It is time to call a spade a spade

Should I even write this? I am not sure. Anyway. It seems that the General Secretary of our church is quite determined to shut TORU: The Anglican Centre for Youth Ministry Studies because we have overspent our budget for the last two years and as far as she is concerned is it not working. Instead this advocate for our three Tikanga Structure would like to see the money redistributed among the three Tikanga. This of course is being done with no consultation with the Youth Networks. Surprisingly (not) I am somewhat annoyed. But it has helped me come to realise that we will never be one church expressed in three Tikanga. And that is because no one really wants that. So why keep working for it!
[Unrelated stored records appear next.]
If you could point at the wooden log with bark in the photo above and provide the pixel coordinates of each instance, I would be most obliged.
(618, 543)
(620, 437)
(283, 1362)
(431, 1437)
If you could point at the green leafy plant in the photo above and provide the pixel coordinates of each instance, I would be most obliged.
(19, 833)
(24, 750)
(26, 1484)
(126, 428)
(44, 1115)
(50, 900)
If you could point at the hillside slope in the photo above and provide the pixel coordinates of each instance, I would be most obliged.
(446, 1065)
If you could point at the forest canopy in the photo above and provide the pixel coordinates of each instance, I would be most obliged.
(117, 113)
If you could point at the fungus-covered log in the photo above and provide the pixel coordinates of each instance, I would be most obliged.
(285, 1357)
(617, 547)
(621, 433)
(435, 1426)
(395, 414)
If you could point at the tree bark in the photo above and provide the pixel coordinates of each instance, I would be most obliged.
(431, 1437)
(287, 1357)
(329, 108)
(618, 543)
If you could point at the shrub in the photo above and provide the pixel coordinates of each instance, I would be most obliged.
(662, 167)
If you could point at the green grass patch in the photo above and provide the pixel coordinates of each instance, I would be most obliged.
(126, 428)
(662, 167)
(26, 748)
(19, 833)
And this makes me think. General Synod last year cost over $170,000, a beautiful hand holding exercise that achieved nothing really. The meal at Parliament was nice though. Our General Synod Office struggles to contain its expenditure (not it’s fault I hasten to add), so that this year the money we were hoping to use from the three Tikanga Youth allocation from last year for one of the few three Tikanga events in our church is this year (this month) is not there. Gone on other cost overruns.
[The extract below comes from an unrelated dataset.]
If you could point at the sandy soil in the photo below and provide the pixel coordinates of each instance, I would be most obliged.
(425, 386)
Applying the General Secretary’s rationale (as applied to TORU) is this three Tikanga Structure working I ask? And the answer is no!! Instead it soaks up considerable resources, money, people’s time, energy and focus. I actually would suggest it is counter productive. I think it stops Tikanga Maori and Pakeha building relationships and working together. Tikanga Pacifica is always there and keeps muddying the waters. That is not their fault. They are equal partners and deserve to be there. But it gets in the way all the time. This three Tikanga edifice is sucking the life out of our Archbishops. It is consuming time and energy trying to keep it afloat. And yet we are as distant and uncaring of each other on the ground as we were 17 years ago when it came into being. It is not working!!!
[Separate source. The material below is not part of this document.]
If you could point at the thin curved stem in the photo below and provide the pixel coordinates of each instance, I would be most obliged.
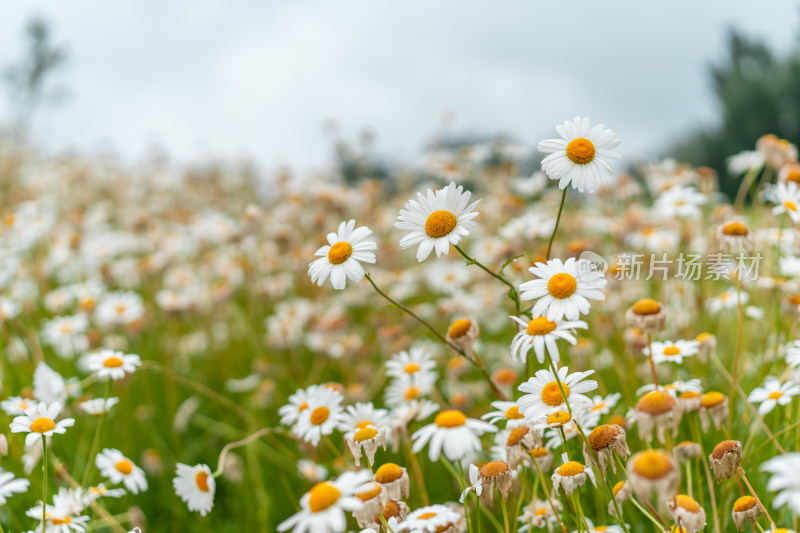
(477, 362)
(558, 219)
(512, 291)
(233, 445)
After 20 years, (since the PYC in Fiji first dreamed this whole thing up) I think it is time to call a halt to this expensive experiment. We need to scrap General Synod and the General Synod Office and all those committees which meet and achieve so little and cost so much. Even the youth stuff maybe. We need to free Polynesia to be its own Province, with adequate resources, and to remove its Episcopal presence in Aotearoa-New Zealand. And Tikanga Pakeha and Maori need to be freed to have some honest conversations about how we might structure our relationship as treaty partners here in Aotearoa – New Zealand in ways that consume little time, people, resources, and allow us to truly meet and work together where we might want to do that. It is time to call a spade a spade and bury this experiment. It was worth a go, but it is not working, and it is time for something new!!

Comments

Anonymous said…
You go girlfriend!
Anonymous said…
Tautoko Brother! some valid korero there bro.
K.M said…
This comment has been removed by the author.
K.M said…
Yes you should have written it. And I'm glad you did. Your right. The church spends way too much on bringing people together to meetings, and I'm not just talking about the money either. General Synod, that lasted almost a week, was mainly spent disscussing the way we should discuss things. Somewhat pointless? Perhaps. What came out of it? If it weren't for the reports Lloyd posted on the Taonga site, I would have trouble remembering. Go to any other church commission meeting and you will find much of the same thing.

The church really needs to look at what it's prioritising. Whether scrapping the whole lot and starting again is the best answer I'm not too sure, but something has to happen, and I think now people are starting to realise it.